L’interprète, alors, complète la formule du contrat et en détermine la substance
obligatoire en empruntant à l’équité et en s’inspirant de la nature des choses.
Méthode textuelle, méthode logique, méthode objective... au vrai, il n’y a rien qui
oblige le tribunal à adopter une méthode d’interprétation plutôt qu’une autre. Le choix se
fait en fonction du résultat recherché et celui-ci, en définitive, dépend de la philosophie
sociale de l’interprète et de son époque. Le tribunal choisit ainsi la méthode qui lui
permet le plus facilement d’arriver à une décision juste, étant donné qu’une décision est
juste lorsqu’il y a un consensus suffisant pour la considérer comme telle. Quant à la
justice contractuelle, le tribunal en a d’abord, semble-t-il, une connaissance intuitive et ce
n’est qu’ensuite qu’il assoit sa conviction dans un cadre logique. Mais le jugement qui en
résulte n’est pas une création discrétionnaire pour autant. Le tribunal reste à la fois lié par
le contrat et par les nécessités sociales.

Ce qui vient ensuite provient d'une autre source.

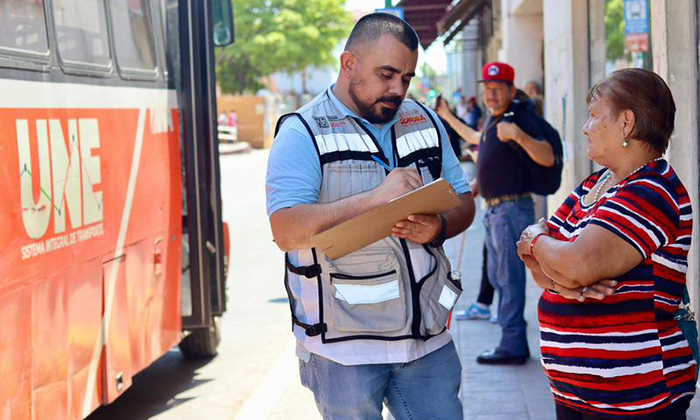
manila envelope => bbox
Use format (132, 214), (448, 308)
(311, 178), (460, 260)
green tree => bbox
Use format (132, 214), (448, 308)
(605, 0), (625, 62)
(216, 0), (352, 93)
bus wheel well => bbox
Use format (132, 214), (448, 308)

À certains égards, l’interprétation des contrats reste ce qu’elle a toujours été : un
discours d’exactitude présenté avec méthode, où le tribunal applique aux parties la loi
qu’elles se sont donnée. De plus en plus, cependant, ce discours prend appui sur des
considérations morales de bonne foi et d’équité pour consacrer, au-delà de la lettre du
contrat, une solution qui soit d’abord juste et utile. Le fait est clair : l’interprétation des
contrats s’inspire maintenant d’une nouvelle philosophie qui, par-delà la Révolution
française, renoue avec la tradition des moralistes inaugurée dans l’Antiquité par Cicéron,
et perpétuée par les glossateurs et les canonistes au Moyen Âge. Cette philosophie
qu’Emmanuel Gounot a bien caractérisée, pose que le contrat n’est juridiquement
efficace que s’il est juste. Elle s’inspire en cela du principe commutatif qui veut, pour
toute obligation, une contrepartie qui l’explique et la justifie. Le contrat est en effet une
commutatio, et c’est ce qu’illustrait l’adage des romanistes : Do ut des ; do ut facias ;
facio ut des ; facio ut facias, c’est-à-dire : je donne pour que tu donnes ; je donne pour
que tu fasses ; je fais pour que tu donnes ; je fais pour que tu fasses. Illustration, donc, du
principe de l’équivalence des prestations, qui reflète l’équilibre des intérêts en présence.
Cette nouvelle philosophie fait du tribunal non plus seulement l’arbitre des volontés
privées, mais le délégué de la loi qui, dans les contrats, fait respecter la justice.